Pilot Study to Explore the Efficacy of DAPAglifozin as add-on to Closed-loop Control in Patients With Type 1 Diabetes
Status:
Completed
Trial end date:
2017-12-19
Target enrollment:
Participant gender:
Summary
Dapagliflozin has a unique mechanism of action that does not directly affect either insulin
resistance or insulin secretion, but rather improves glycemia by reduction of glucose
re-absorption from proximal renal tubules. Dapagliflozin is expected to reduce mean daily
glucose, improve glycemic control and reduce overall insulin requirements. Improved glycemic
control with reduced variability may also lead to reduced frequency of hypoglycemia.
In youth with T1D, Dapagliflozin led to a significant reduction of insulin needed to achieve
target glucose irrespective of preexisting HbA1c levels.
In this pilot study data will be collected to investigate the effect on glucose of two doses
of 10mg (each) dapagliflozin within range for the ensuing 24 hours during the DreaMed
automated insulin delivery in patients with type 1 diabetes dosing with dapagliflozin in an
in-patient setting combined with an automated sensor based CE marked insulin delivery system
to data if dapagliflozin is a suitable add-on therapy.

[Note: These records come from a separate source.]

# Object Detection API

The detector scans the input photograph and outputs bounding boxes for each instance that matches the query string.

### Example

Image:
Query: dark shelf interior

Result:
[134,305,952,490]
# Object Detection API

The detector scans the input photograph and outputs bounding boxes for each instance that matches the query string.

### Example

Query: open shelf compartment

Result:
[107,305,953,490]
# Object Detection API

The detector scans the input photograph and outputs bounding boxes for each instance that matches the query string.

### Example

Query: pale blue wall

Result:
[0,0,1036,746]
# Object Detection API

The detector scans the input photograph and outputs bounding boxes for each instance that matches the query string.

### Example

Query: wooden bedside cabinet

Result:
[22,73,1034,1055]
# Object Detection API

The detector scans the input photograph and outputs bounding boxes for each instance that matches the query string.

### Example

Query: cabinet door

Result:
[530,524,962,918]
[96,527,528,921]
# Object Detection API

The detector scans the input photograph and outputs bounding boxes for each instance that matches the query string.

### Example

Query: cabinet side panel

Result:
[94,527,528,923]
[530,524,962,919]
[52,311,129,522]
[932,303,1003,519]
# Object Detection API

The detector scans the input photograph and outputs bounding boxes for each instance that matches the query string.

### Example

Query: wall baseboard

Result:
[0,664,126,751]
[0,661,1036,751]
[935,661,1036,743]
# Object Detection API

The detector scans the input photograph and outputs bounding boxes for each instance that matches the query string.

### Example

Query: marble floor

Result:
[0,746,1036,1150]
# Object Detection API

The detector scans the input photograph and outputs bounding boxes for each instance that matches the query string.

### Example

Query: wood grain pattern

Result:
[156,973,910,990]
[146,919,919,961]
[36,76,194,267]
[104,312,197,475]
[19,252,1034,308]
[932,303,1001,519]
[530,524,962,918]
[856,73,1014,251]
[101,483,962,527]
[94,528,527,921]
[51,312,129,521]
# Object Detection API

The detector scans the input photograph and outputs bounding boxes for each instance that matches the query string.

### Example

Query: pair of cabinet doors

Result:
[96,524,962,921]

This will provide optimal monitoring
of subject safety and assessment of the effects of dapagliflozin in a structured setting.
If this inpatient study shows evidence that Dapagliflozin is a suitable add on therapy and
leads to an increase of time within the target glucose range when using a sensor based
insulin pump therapy (closed-loop) further outpatient studies are planned to be conducted.